Tuesday, July 24, 2012

London boasts of costliest Olympic medals

The eight a lot of gold, silver and copper unearthed from mines in Mongolia and Utah and currently underneath guard at the Tower of London is that the largest ever haul used to form Olympic medals.

Olympics 2012 | Schedule | India at Olympics | Medals Tally

"The medals found out the tower on July a pair of, and that we can keep them underneath tight security" Tracey Sands, spokeswoman for Historic Royal Palaces, said.

The 4,700 Olympic and Paralympic medals are guarded alongside Britain's crown jewels till they're presented on stage.

"For centuries the Tower of London has protected a number of this country's greatest treasures therefore there are often no higher sanctuary for the 2012 medals - the foremost precious possession any athlete may hope to possess," said London Mayor Boris Johnson.

The winners' medals are actually precious, despite the fact that gold solely makes up a little portion of their alloy.

A gold medal weighing regarding 410 grams contains solely six grams of gold - one.34 p.c of its weight - the rest being silver compound (92.5 percent) and copper.

However, the recent gold and silver booms that have seen costs double since the 2008 Games in Beijing make sure that the medals are the foremost expensive in Olympic history.

Added to the present, the scale of the London medals (85 millimetres in diameter and 7 millimetres thick) create them the heaviest ever struck for the Summer Olympics.

In Beijing, the medals were around 0.5 as significant at two hundred grams.

But the London medals stay below the record set by the Winter Games in Vancouver in 2010, where the medals weighed up to 576 grams.

British artist David Watkins designed the medals, that depict Nike, the Greek goddess of victory.

The reverse bears the London Games brand in front of a radiating star motif, representing the spirit and tradition of the Olympics, and therefore the River Thames, for town of London.

"If there is the slightest blemish, we have a tendency to reject them," said Fergus Feeney, programme director at the one,000-year-old Royal Mint, that produces Britain's currency and created the Olympic medals.

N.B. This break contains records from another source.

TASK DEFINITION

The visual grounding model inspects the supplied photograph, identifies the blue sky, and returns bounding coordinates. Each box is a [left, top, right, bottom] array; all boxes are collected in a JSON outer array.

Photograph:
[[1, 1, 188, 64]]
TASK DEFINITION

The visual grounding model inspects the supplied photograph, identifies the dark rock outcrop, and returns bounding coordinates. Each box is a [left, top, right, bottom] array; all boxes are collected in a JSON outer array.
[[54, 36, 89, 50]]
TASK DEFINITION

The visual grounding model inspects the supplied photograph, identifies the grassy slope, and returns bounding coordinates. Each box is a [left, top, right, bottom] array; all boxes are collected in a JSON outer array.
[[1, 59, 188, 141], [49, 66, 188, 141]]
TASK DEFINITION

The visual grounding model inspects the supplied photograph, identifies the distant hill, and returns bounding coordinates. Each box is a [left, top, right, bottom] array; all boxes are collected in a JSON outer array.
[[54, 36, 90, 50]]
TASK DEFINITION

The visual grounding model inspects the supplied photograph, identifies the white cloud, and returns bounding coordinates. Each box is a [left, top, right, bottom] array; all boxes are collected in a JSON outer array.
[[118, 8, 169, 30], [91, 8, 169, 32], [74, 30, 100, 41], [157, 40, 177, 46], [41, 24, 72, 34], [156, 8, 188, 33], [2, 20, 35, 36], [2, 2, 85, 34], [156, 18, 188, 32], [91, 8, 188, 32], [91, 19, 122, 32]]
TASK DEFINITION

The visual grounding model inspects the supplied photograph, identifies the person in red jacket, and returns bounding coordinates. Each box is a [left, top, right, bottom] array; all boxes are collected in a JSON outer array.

The coveted discs were every processed fifteen times in a very huge hydraulic press called the Colossus.

The gold, silver and copper was extracted by Anglo-Australian world mining large Rio Tinto from its Oyu Tolgoi plant in Mongolia and therefore the Kennecott mine in Utah within the u.  s..

The choice was controversial as its extraction techniques in Utah are thought-about by some to be polluting.

"Rio Tinto isn't Olympic calibre in its behaviour toward its own staff and their families," said Ken Neumann, national director in Canada of the United Steelworkers trade union.

At least the winning athletes are often assured the medals are higher than those issued the last time London hosted the Olympics in 1948.

Then, post-war austerity meant that the medals were of poor quality and required regular regilding.